Features

Built for people who take prompts seriously

Everything runs locally. Two runtime dependencies. No API keys consumed by the engine itself.

Core Capabilities

Seven pillars of deterministic prompt governance

🔍

Quality Scoring

0–100 score across five dimensions: clarity, specificity, completeness, constraints, and efficiency.

🛡️

Ambiguity Detection

Deterministic rules catch scope explosion, missing constraints, hallucination risk, and more.

🎯

Structured Compilation

Outputs prompts with role, goal, and constraints — targeting Claude XML, OpenAI system/user, or Markdown.

Context Compression

Multi-stage compression pipeline strips irrelevant content and reports token savings. Zone-aware, preserves structure.

💰

Multi-Provider Cost

Token and cost estimates across 11 models from 4 providers: Anthropic, OpenAI, Google, and Perplexity.

🔒

Offline License

Ed25519-signed keys verified locally. No accounts, no network calls, no tracking. Your prompts stay private.

📦

Programmatic API

import { optimize } — pure functions, zero side effects. Use as a library, not just a server.

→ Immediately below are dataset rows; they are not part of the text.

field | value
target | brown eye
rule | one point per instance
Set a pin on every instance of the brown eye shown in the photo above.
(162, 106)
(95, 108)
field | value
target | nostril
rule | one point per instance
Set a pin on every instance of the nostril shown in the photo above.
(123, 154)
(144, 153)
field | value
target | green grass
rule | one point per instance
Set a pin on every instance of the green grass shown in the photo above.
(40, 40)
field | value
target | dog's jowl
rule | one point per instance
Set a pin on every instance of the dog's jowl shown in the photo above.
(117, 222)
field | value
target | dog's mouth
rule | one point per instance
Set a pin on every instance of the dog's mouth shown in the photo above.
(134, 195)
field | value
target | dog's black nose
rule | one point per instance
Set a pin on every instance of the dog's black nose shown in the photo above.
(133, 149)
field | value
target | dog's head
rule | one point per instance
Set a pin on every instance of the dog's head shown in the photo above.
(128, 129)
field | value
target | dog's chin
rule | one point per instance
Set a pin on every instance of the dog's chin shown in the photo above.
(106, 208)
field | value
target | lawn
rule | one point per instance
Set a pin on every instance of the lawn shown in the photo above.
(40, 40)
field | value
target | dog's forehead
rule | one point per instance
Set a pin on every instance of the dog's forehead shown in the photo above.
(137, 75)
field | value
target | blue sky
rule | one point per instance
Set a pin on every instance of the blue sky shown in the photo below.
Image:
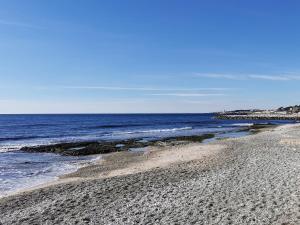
(65, 56)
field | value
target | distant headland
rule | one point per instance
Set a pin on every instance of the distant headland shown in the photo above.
(282, 113)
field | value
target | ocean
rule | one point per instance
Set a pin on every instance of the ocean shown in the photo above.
(20, 170)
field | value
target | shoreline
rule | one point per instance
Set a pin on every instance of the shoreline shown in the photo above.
(157, 145)
(247, 180)
(123, 158)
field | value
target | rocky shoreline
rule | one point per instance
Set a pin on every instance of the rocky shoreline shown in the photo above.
(105, 147)
(250, 180)
(293, 117)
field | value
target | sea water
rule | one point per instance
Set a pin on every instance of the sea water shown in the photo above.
(20, 170)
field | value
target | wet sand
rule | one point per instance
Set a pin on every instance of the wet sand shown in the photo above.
(248, 180)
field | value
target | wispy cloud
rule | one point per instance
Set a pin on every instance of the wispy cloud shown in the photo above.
(188, 94)
(218, 76)
(19, 24)
(270, 77)
(118, 88)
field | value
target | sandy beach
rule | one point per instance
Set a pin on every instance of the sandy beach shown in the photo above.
(249, 180)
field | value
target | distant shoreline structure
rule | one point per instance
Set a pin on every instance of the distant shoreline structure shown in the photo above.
(282, 113)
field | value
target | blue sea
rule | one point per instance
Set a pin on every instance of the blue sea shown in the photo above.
(20, 170)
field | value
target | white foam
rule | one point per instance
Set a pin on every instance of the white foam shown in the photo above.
(242, 124)
(155, 130)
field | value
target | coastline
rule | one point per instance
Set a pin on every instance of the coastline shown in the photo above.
(248, 180)
(122, 158)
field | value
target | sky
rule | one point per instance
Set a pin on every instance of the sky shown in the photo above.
(141, 56)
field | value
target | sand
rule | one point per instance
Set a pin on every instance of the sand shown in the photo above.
(249, 180)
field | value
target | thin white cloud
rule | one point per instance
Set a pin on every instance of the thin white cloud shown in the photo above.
(19, 24)
(282, 77)
(188, 94)
(218, 76)
(270, 77)
(118, 88)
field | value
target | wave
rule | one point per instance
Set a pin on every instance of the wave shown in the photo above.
(242, 124)
(118, 126)
(155, 130)
(17, 138)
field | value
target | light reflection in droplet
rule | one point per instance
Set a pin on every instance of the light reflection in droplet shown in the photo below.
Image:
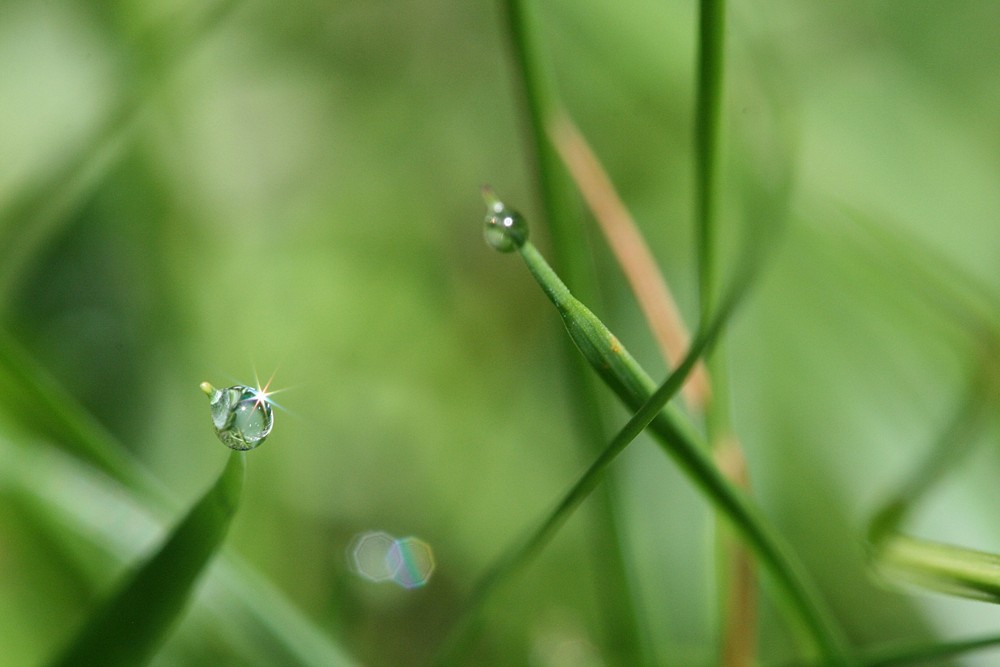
(378, 556)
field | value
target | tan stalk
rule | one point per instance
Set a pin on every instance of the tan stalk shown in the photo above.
(633, 255)
(661, 313)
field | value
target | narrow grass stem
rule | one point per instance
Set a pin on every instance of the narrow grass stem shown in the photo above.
(708, 107)
(128, 628)
(625, 632)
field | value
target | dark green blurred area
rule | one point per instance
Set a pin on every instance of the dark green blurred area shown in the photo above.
(195, 192)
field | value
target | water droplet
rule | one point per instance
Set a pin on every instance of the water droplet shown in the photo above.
(505, 229)
(242, 415)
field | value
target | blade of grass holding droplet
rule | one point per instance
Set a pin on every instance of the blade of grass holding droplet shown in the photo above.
(680, 441)
(128, 628)
(633, 255)
(625, 633)
(71, 500)
(708, 114)
(911, 654)
(736, 572)
(953, 570)
(624, 375)
(26, 386)
(40, 404)
(953, 443)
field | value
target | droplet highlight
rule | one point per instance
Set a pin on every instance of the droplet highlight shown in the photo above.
(505, 228)
(242, 416)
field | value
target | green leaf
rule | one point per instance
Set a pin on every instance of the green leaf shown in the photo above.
(129, 627)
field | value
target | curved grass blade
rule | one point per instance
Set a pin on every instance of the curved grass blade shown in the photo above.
(70, 500)
(128, 628)
(27, 388)
(679, 439)
(41, 210)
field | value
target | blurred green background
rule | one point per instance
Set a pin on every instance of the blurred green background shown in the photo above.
(205, 191)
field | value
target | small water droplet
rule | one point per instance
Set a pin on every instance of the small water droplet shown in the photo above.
(242, 415)
(505, 229)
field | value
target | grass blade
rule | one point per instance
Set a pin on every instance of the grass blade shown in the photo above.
(913, 654)
(129, 627)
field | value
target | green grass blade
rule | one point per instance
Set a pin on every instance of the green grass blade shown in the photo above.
(914, 654)
(128, 628)
(40, 211)
(708, 110)
(608, 357)
(953, 443)
(945, 568)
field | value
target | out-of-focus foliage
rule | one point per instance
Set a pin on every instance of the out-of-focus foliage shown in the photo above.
(205, 191)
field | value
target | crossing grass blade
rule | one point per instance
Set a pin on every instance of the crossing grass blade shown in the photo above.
(128, 628)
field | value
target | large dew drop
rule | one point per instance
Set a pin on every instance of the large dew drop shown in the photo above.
(242, 415)
(505, 229)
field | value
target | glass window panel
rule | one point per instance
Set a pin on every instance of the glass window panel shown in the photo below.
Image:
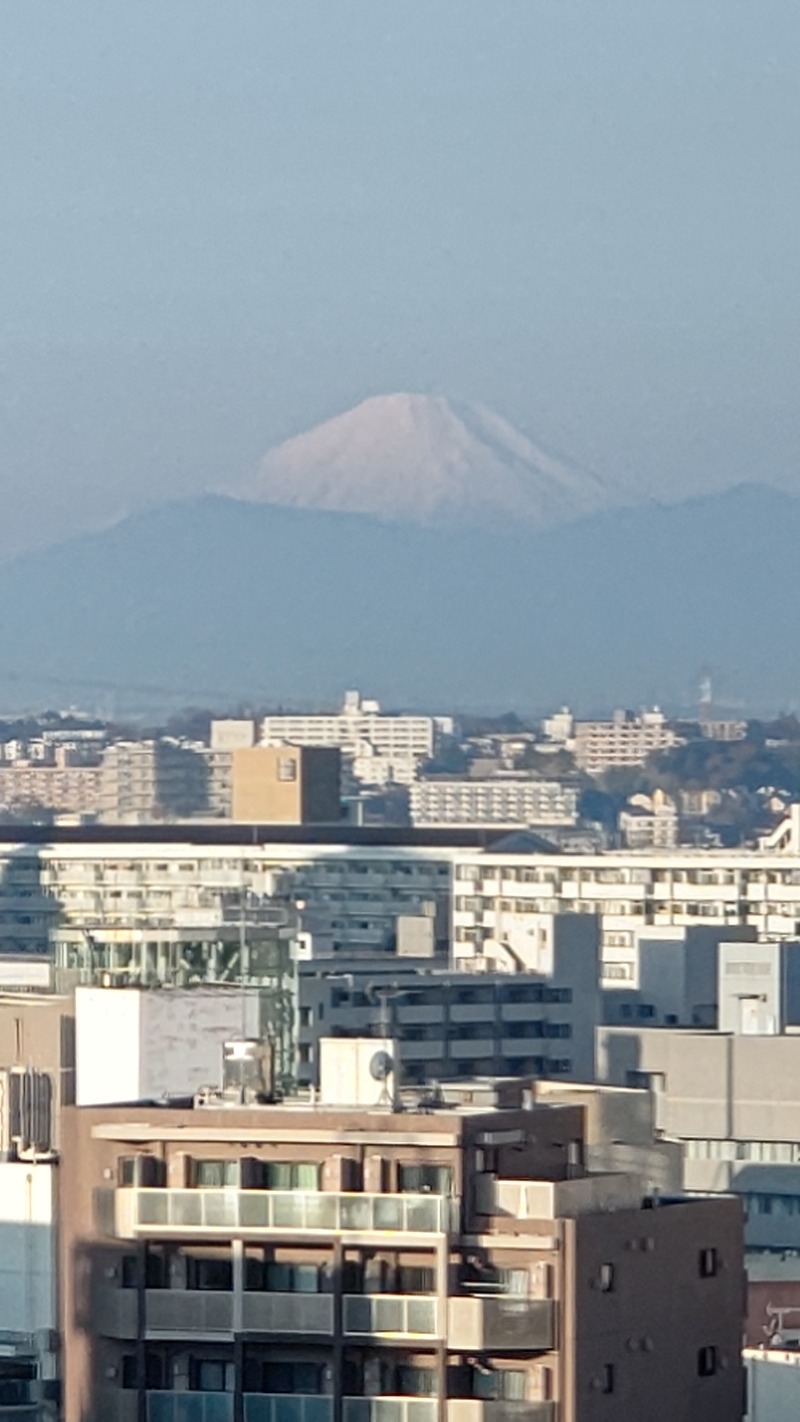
(255, 1210)
(421, 1316)
(355, 1213)
(186, 1207)
(152, 1207)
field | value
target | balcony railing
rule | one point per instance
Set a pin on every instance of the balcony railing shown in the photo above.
(391, 1316)
(390, 1409)
(500, 1324)
(189, 1407)
(152, 1212)
(287, 1408)
(473, 1409)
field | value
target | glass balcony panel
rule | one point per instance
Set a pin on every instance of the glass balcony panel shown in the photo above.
(255, 1209)
(287, 1408)
(388, 1212)
(220, 1209)
(159, 1407)
(320, 1210)
(421, 1316)
(317, 1409)
(355, 1213)
(287, 1210)
(357, 1314)
(186, 1207)
(422, 1215)
(388, 1316)
(419, 1409)
(152, 1206)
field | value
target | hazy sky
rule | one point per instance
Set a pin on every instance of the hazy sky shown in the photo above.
(228, 221)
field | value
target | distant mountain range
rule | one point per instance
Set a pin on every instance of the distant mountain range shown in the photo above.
(253, 600)
(425, 460)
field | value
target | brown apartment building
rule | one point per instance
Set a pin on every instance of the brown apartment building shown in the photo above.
(300, 1263)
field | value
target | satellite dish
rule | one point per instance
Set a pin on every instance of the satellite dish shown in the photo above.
(381, 1067)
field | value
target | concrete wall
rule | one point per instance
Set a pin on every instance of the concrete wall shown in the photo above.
(773, 1385)
(141, 1045)
(27, 1246)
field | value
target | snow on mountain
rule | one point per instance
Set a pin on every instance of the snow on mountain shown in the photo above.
(424, 460)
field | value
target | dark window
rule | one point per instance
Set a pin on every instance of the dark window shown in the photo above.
(499, 1384)
(213, 1274)
(708, 1263)
(292, 1175)
(425, 1179)
(708, 1361)
(130, 1271)
(215, 1175)
(411, 1279)
(292, 1377)
(415, 1382)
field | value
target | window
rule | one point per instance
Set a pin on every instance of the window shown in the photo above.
(412, 1279)
(415, 1382)
(292, 1279)
(708, 1263)
(606, 1279)
(425, 1179)
(708, 1361)
(292, 1175)
(139, 1171)
(216, 1175)
(500, 1384)
(292, 1377)
(213, 1274)
(211, 1377)
(607, 1378)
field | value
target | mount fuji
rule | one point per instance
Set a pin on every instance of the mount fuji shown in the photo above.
(429, 461)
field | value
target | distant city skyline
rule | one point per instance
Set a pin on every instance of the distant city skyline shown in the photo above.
(228, 223)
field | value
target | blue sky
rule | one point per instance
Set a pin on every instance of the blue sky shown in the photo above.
(228, 221)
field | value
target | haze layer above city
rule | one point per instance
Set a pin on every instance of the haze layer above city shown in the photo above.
(527, 269)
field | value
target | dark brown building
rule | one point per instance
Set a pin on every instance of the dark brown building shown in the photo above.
(300, 1263)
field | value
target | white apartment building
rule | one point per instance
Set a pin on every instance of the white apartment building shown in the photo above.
(161, 888)
(496, 801)
(625, 740)
(381, 748)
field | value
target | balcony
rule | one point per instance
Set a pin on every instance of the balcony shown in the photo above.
(473, 1409)
(391, 1316)
(189, 1407)
(304, 1314)
(556, 1199)
(390, 1409)
(151, 1213)
(500, 1324)
(172, 1313)
(286, 1408)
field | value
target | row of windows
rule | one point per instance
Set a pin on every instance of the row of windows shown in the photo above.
(252, 1173)
(763, 1152)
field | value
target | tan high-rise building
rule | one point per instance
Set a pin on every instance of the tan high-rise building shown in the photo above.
(320, 1263)
(286, 785)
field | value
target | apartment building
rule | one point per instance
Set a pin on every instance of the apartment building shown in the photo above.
(60, 787)
(624, 740)
(502, 799)
(732, 1099)
(287, 785)
(378, 748)
(152, 779)
(532, 1016)
(139, 889)
(333, 1263)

Why You Can Trust the Output

Reproducible: Same prompt always produces the same score, routing, and cost estimate. No randomness.
Accurate Pricing: Cost estimates verified against live provider rates across Anthropic, OpenAI, Google, and Perplexity.
Risk Detection: Catches scope explosion, missing constraints, hallucination risk, and underspecified prompts before they reach an LLM.
Safe Compression: Guaranteed to never increase token count. Structured content (code, tables, lists) is always protected.
Multi-Provider: Routes to the right model at the right price, with a full decision trail explaining why.
Auditable: Every decision is logged with hash-chained integrity. Enterprise teams get cryptographic proof of compliance.

Fully offline. Zero LLM calls. Extensively tested. Run the suite yourself to verify.

Architecture

Full request lifecycle

Every prompt passes through 8 sequential gates. All decisions are deterministic — zero LLM calls, zero randomness.

User Prompt STEP 1 Input Hardening Freemium Gate BLOCKED quota exceeded denied allowed Policy Gate Enterprise BLOCKED policy violation STEP 2 Analysis Phase → Intent Scoring Phase QualityScore 0–100 Compilation Phase Claude / OpenAI / Generic Estimation Phase 5 providers + routing LEGEND Normal flow Blocked Decision gate

Complete Capability Reference

20 capabilities across every tier — 17 always free, 3 metered. Enterprise governance unlocks with the Enterprise plan.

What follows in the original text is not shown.